May 27 2016 | K.C. Barner, Assistant Vice President, Benefits Compliance, Counsel
Employers historically had flexibility in determining whether they sponsored a group health plan and if so, to which employees they offered coverage. Those that offered a group plan commonly based eligibility on classifications such as job title or geographic location.
Everything has changed under PPACA, large employers (those with 50 or more full-time equivalent employees) are required to sponsor a group health plan or risk an employer-shared responsibility payment, more commonly known as the employer mandate penalty. Further, all employees working 30 hours or more per week (full time employees, or FTEs) must be eligible for coverage (regardless of the employer’s classification) or, again, the employer will be at risk for a penalty.
Seems simple enough, right? Well, as we all know, it is anything but simple. The primary confusion for employers is determining to whom they need to offer coverage. So, naturally they all want to know more about the measurement methods and periods. How do they function? How long can they be? How does a change in an employee’s status affect them?
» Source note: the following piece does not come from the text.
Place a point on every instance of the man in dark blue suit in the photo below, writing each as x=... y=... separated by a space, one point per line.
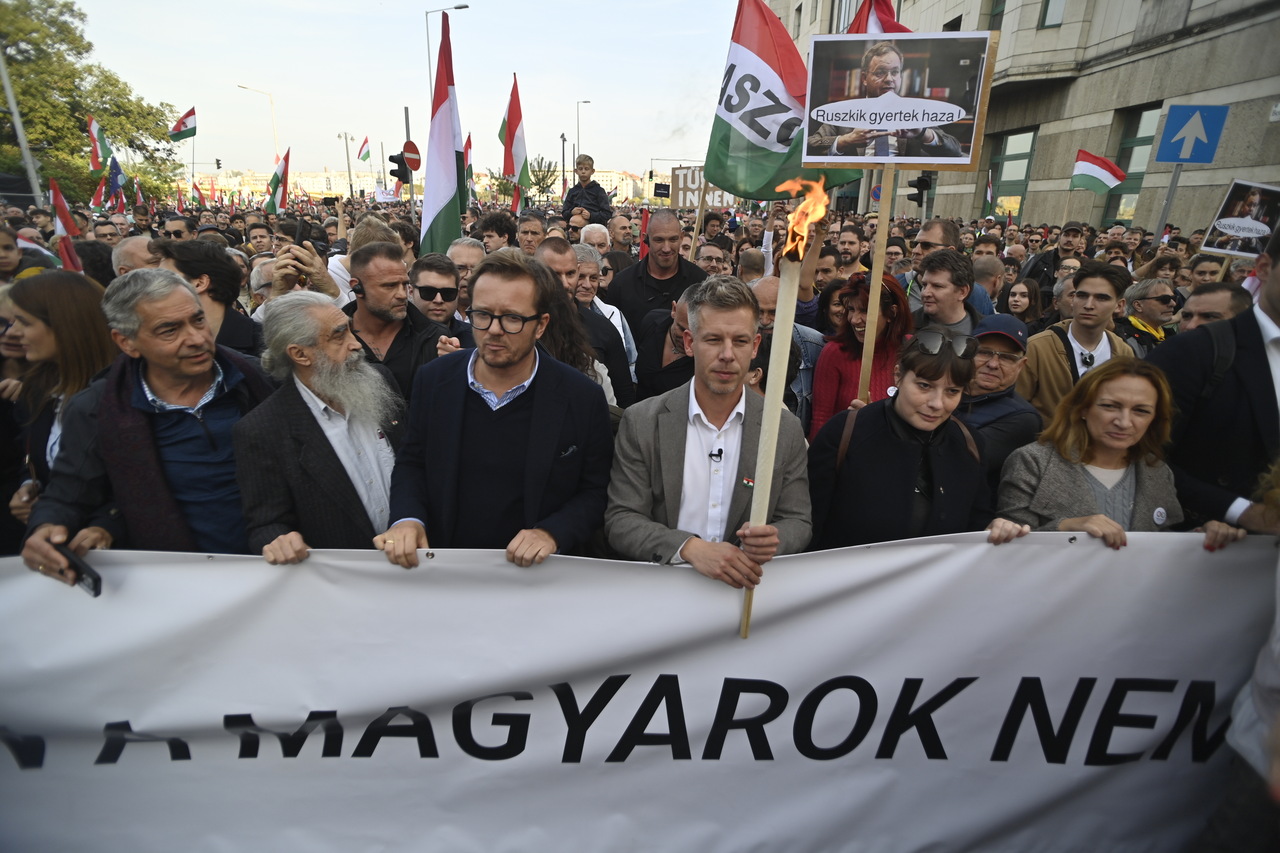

One question that is starting to surface more involves leaves of absence. Specifically, how do measurement methods and periods affect the offer of coverage during leaves of absence?
As far as PPACA is concerned, the answer depends on whether the employer is using either the monthly measurement method or the look-back measurement method.
Under the monthly method, an employer looks at hours in a month and determines whether the employee is an FTE for that month. If so, then they must offer coverage; and if not, then they do not have to offer coverage. The monthly method is fairly straightforward and easy to apply to most permanent employees, since the employer knows well ahead of time whether the employee will be working full-time hours.
To answer the question, if the employer is using the monthly measurement method, then the employer does not need to continue coverage for any month beyond the month in which the leave of absence begins. The reason is because the employer is looking at the employee’s hours for each month. In that situation, the change in status results in the employee not being a full-time employee for the month. So, since he/she is not full-time, there is no obligation to offer coverage (of course FMLA and other federally mandated laws are still potentially applicable to an employer and should be considered).
The look-back measurement method, however, may make more sense for employers with many seasonal or variable hour employees, since the employer doesn’t always know ahead of time whether the employees will be working full-time hours or for how long the employee will actually remain employed. For seasonal and variable hour employees, the employer can implement look-back measurement periods: A time period over which an employee’s hours are averaged to determine if they are actually full-time. The easiest example is a 12-month measurement period (they can be anywhere from 3-12 months) where an employer uses a calendar year (let’s say 2016) as the measurement period. If the employee averages 30 hours or more per week during 2016, then the employee is treated as an FTE for the subsequent period (known as a ‘stability period.’ which must be the same length as the measurement period), or all of 2017.
Note that if the employees do not fall into the seasonal or variable hour definitions, and they are working full-time hours during the period of employment, the employer will have to offer coverage by that first day of the fourth month following date of hire. If they do not, the employees—considered as FTEs under the mandate—may potentially trigger an employer mandate penalty for the employer.
As for the answer, if the employer is using the look-back measurement method, and the employee is in his/her stability period when the leave of absence begins, then the employer must continue offering coverage through the end of the stability period regardless of how many hours are worked. The reason being that the employee’s status as ‘full-time’ has been locked in for that entire stability period. The exception would be if the employee were actually terminated from employment. In that case, there is no PPACA obligation to continue to offer coverage to a terminated employee (although the employer would need to offer them COBRA according to those rules, as the employer would usually do for a terminated employee that was covered under the plan prior to termination).
Thus, it comes back to whether the employer is using the monthly versus look-back method. If it’s monthly, there’s no need under the PPACA to continue to offer coverage to employees for anytime beyond the leave date. If it’s look-back, then the employee’s status is locked in for the remainder of the stability period, which means the employer may have to continue to offer coverage during the leave (for up to 12 months, depending on the length of the measurement/stability periods and at what point during the stability period the leave occurs).